I am using a 24V 5A switching power supply.
Arduino UNO with potentiometer

and the code is:

const byte DIR = 2;
const byte PUL = 3;
int pulsos_por_revolucion = 1000;
int PPR = pulsos_por_revolucion;
float senal = A0;
void girar_derecha();
void girar_izquierda();

void setup() {
  pinMode(DIR, OUTPUT);
  pinMode(PUL, OUTPUT);
  Serial.begin(9600);}

void loop() {
  float sensorReading = analogRead(senal);
  float motorSpeed = map(sensorReading, 0.0, 1023.0, 500, 30000);
  Serial.println(motorSpeed);
  if (motorSpeed < 25000){
  digitalWrite(DIR, LOW);
  for (int i = 0; i < 2; i++){
        digitalWrite(PUL, HIGH);
        delayMicroseconds(motorSpeed);
        digitalWrite(PUL, LOW);
        delayMicroseconds(motorSpeed);}}}

Motor Driver HY-DIV268N-5A 5A 12-42V

<MODERATOR: Please use CODE tags when posing code. you can find the option in the ••• menu on the top of the edit box. I‘ve done it for you this time. Thanks!>

 

Try
float motorSpeed = map(sensorReading, 0.0, 1023.0, 200, 30000);

motorSpeed is a delay. The lower that number, the faster RPM until you get into mechanical or harmonic limits.

 

The torque wll drop a bit as the speed increases and at some point it will drop more rapidly, as the current in the coils will not have time to rise before the pulse ends. That can be compensated for with a higher supply voltage and a series resistor but that becomes very inefficient. Using a more complex scheme the voltage can rise with the speed, but that is a complex scheme to make work well.

 

I am using a 24V 5A switching power supply.
Arduino UNO with potentiometer

and the code is:

const byte DIR = 2;
const byte PUL = 3;
int pulsos_por_revolucion = 1000;
int PPR = pulsos_por_revolucion;
float senal = A0;
void girar_derecha();
void girar_izquierda();

void setup() {
  pinMode(DIR, OUTPUT);
  pinMode(PUL, OUTPUT);
  Serial.begin(9600);}

void loop() {
  float sensorReading = analogRead(senal);
  float motorSpeed = map(sensorReading, 0.0, 1023.0, 500, 30000);
  Serial.println(motorSpeed);
  if (motorSpeed < 25000){
  digitalWrite(DIR, LOW);
  for (int i = 0; i < 2; i++){
        digitalWrite(PUL, HIGH);
        delayMicroseconds(motorSpeed);
        digitalWrite(PUL, LOW);
        delayMicroseconds(motorSpeed);}}}

Motor Driver HY-DIV268N-5A 5A 12-42V

<MODERATOR: Please use CODE tags when posing code. you can find the option in the ••• menu on the top of the edit box. I‘ve done it for you this time. Thanks!>

View attachment 274062

Am I correct that you are trying to start, stop and run the motor at a constant speed? If so, that is a suboptimal approach.
At 200 steps per revolution that is 500 steps per second. With careful hardware and firmware design you should be able to do several times that speed before the motor runs out of torque. However, you cannot get to those speeds from a dead stop.

 

You will always have to accelerate up to a high speed. Torque will drop as speed increases.
As MisterBill says the problem is getting the current to rise and fall in the windings quick enough at high speeds.
To do this properly needs low inductance (low voltage) windings fed from a high voltage supply. Either via a resistor - very inefficient or using switching H-bridges (with current monitoring) - good but complex.
Servo motors with position feedback are better for high speeds and high power.

 

Either via a resistor - very inefficient or using switching H-bridges (with current monitoring) - good but complex.

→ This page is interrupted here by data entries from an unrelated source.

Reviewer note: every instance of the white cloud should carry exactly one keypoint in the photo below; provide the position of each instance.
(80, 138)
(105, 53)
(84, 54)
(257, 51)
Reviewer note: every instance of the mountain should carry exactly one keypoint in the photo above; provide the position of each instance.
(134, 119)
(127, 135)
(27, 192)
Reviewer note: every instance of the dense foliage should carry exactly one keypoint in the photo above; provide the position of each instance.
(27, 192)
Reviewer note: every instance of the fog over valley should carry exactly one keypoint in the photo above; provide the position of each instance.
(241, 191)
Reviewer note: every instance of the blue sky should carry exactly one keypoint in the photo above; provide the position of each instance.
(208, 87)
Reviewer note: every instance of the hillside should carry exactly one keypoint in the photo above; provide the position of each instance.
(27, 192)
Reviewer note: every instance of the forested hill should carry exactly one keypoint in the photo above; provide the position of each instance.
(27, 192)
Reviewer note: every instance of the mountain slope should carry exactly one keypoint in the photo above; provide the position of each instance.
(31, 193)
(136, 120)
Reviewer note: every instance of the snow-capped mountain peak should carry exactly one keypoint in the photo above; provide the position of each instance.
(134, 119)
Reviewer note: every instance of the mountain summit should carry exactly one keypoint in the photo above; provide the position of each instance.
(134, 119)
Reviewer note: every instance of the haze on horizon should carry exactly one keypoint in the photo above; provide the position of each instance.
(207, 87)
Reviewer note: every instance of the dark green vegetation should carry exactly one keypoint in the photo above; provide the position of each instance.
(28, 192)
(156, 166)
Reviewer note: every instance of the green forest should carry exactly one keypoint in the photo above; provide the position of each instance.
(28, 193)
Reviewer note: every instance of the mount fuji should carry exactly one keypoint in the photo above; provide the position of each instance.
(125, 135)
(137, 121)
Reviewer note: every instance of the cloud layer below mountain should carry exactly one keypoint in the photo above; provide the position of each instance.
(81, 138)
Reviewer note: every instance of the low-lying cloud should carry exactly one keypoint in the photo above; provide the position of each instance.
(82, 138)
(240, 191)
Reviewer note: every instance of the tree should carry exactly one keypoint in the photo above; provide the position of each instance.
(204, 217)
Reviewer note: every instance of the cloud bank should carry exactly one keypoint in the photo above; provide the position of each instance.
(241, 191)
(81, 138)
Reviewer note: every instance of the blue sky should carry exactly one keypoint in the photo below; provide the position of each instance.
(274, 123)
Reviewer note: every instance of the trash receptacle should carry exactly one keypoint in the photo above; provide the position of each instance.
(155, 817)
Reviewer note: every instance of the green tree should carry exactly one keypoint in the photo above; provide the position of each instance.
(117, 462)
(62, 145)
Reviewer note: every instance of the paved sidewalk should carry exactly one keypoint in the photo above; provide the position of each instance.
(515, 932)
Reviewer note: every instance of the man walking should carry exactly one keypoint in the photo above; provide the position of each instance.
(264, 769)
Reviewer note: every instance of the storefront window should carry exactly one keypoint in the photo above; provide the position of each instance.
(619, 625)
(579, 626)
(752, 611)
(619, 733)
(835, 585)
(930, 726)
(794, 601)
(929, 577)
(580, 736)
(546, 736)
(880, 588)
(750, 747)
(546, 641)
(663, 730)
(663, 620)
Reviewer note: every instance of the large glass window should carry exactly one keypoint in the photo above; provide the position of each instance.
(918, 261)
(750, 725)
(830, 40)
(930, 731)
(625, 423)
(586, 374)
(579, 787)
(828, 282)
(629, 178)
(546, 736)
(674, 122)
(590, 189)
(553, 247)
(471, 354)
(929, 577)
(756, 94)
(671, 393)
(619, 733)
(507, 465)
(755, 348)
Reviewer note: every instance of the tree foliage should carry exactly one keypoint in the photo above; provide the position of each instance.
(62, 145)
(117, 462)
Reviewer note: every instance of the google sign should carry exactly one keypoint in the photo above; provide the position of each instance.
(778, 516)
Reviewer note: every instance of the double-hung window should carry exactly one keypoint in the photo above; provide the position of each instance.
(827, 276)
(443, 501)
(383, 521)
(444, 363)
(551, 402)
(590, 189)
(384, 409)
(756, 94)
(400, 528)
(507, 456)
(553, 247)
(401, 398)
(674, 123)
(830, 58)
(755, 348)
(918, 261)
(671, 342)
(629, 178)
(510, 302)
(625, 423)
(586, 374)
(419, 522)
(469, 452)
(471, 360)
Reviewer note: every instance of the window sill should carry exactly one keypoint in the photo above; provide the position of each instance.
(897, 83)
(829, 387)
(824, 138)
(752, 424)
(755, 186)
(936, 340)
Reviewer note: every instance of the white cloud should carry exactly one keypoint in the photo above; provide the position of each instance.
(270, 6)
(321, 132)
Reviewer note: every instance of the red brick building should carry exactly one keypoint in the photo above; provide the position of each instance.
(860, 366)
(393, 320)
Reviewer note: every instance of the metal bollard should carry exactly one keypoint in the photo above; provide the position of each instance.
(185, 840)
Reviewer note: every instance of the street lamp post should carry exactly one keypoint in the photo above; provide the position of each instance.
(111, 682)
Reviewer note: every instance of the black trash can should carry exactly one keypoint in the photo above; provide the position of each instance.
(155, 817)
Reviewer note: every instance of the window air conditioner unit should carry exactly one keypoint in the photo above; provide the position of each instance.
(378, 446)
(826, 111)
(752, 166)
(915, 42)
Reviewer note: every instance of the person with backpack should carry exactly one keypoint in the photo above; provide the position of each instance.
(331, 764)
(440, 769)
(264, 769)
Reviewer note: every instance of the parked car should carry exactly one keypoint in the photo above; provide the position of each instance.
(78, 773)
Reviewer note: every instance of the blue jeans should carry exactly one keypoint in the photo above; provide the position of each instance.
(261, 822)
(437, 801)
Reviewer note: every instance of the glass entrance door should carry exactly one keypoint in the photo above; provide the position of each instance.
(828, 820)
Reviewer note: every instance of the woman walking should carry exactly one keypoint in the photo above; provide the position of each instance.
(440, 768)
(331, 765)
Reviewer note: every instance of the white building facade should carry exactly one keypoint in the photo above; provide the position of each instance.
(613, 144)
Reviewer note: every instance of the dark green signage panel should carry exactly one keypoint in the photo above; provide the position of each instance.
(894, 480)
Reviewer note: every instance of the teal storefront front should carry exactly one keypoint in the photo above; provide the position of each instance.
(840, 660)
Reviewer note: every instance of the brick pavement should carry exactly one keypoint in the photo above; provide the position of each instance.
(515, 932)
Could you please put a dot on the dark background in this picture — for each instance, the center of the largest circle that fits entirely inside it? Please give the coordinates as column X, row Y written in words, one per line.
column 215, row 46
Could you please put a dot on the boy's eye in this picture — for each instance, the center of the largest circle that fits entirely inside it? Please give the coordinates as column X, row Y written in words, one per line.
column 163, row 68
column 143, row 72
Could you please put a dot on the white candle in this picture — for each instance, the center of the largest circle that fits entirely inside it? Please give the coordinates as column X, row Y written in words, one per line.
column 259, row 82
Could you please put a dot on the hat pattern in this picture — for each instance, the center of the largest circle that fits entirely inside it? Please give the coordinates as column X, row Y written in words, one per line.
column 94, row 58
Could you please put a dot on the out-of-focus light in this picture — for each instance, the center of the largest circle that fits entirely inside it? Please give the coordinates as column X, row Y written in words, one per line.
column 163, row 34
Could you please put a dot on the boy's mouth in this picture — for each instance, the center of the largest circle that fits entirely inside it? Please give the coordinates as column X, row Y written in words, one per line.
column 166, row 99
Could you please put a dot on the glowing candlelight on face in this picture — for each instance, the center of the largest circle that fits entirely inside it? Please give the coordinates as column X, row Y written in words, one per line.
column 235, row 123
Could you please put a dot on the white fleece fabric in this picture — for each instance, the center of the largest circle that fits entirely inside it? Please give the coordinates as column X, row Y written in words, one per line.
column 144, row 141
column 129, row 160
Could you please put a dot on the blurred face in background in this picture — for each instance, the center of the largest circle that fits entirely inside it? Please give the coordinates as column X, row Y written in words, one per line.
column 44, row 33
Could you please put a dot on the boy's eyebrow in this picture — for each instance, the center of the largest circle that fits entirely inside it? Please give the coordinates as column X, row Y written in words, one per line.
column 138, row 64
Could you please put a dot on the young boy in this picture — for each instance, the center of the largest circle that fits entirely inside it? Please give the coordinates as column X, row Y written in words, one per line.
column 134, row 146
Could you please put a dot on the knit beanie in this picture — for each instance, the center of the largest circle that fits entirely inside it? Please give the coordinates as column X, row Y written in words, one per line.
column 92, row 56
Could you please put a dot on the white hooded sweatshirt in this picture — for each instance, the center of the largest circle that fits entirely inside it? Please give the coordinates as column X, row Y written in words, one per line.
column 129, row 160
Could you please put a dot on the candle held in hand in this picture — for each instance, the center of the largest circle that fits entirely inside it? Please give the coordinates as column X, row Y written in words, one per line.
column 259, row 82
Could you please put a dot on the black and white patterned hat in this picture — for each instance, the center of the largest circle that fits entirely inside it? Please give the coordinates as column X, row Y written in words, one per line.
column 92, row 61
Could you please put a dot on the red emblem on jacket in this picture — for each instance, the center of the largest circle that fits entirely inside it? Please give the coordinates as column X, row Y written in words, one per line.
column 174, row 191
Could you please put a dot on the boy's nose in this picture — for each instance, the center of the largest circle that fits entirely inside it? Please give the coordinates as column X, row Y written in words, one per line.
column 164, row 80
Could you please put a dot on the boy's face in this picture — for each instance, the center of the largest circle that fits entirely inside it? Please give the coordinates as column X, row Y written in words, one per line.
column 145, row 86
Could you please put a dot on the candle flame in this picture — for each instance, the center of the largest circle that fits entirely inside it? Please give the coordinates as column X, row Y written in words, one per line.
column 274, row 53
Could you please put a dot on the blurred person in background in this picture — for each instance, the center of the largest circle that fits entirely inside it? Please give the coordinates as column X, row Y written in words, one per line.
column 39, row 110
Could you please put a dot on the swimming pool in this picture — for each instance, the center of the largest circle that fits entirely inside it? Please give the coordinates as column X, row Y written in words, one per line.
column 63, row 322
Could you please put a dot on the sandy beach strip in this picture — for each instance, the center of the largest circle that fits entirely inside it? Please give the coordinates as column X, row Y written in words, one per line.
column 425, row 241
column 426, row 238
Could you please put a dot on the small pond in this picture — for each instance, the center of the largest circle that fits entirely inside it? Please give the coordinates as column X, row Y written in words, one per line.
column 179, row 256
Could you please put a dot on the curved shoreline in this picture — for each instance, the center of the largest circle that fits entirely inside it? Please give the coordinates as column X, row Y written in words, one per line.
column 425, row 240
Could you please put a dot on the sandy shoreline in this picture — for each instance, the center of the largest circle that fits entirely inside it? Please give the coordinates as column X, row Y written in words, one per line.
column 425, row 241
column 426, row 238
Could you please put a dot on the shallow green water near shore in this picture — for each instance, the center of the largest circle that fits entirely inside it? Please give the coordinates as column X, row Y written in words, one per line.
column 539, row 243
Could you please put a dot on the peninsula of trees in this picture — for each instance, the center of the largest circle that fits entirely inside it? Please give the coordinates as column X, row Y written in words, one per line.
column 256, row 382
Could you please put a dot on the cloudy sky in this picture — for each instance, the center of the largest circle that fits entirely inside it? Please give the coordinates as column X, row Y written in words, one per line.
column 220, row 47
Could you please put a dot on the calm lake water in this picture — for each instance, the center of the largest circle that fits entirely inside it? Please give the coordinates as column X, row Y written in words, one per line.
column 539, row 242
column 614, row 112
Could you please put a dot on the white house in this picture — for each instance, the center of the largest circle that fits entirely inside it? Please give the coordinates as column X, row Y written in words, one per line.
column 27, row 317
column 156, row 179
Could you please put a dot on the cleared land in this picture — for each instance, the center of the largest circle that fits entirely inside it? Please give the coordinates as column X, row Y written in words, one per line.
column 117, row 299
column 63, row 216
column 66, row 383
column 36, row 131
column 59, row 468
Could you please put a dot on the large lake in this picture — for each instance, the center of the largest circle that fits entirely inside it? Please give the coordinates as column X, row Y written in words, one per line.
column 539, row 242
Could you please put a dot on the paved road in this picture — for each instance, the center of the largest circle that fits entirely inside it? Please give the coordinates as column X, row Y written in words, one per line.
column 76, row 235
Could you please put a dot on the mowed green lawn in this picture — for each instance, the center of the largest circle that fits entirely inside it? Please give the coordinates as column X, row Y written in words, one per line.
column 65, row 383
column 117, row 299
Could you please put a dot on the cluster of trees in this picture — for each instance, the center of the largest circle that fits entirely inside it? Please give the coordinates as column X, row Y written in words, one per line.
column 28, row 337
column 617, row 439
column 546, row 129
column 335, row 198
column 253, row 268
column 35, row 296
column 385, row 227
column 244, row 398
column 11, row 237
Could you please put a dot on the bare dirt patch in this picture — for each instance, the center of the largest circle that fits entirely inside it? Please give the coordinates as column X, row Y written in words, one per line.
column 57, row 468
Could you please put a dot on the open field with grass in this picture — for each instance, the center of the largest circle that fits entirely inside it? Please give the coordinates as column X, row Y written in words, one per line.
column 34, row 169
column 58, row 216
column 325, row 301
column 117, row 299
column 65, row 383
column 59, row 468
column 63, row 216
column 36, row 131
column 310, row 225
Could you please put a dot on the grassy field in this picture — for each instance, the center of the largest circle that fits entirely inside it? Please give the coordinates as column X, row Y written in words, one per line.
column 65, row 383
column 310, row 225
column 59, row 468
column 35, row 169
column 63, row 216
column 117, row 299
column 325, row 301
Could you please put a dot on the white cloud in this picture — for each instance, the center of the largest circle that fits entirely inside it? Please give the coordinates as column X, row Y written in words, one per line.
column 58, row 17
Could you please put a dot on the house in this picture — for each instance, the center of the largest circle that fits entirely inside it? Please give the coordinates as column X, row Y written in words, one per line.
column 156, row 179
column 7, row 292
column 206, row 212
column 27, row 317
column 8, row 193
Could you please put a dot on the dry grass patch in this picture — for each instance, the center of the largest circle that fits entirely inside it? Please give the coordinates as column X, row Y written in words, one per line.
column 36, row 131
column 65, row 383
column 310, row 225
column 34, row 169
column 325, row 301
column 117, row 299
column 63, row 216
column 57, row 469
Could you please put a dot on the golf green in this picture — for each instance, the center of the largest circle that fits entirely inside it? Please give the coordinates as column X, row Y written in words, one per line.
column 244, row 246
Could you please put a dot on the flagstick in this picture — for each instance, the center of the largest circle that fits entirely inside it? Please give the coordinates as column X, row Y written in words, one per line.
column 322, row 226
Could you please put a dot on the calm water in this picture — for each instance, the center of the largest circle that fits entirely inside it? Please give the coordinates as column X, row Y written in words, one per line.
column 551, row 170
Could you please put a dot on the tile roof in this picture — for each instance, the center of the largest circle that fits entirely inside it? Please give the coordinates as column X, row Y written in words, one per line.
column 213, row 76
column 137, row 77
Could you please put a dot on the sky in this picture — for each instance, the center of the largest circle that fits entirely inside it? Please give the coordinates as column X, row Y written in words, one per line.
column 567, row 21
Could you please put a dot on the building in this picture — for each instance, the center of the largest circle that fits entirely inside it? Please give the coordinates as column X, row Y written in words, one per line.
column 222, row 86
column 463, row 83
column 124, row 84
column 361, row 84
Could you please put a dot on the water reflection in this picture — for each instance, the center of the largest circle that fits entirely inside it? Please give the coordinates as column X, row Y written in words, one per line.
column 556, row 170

All of that is in his stepper driver module. They are the only way to go for steppers and very low cost today. But the speed still needs to be ramped up from a stop, which his micro can be programmed to do.

 

So the next step is to write some cod to ramp up the frequency. I see a driver in the photo, but does the TS know how to program it An actual stepper driver system is much different from an arduino. I suggest reading the manual for the driver module.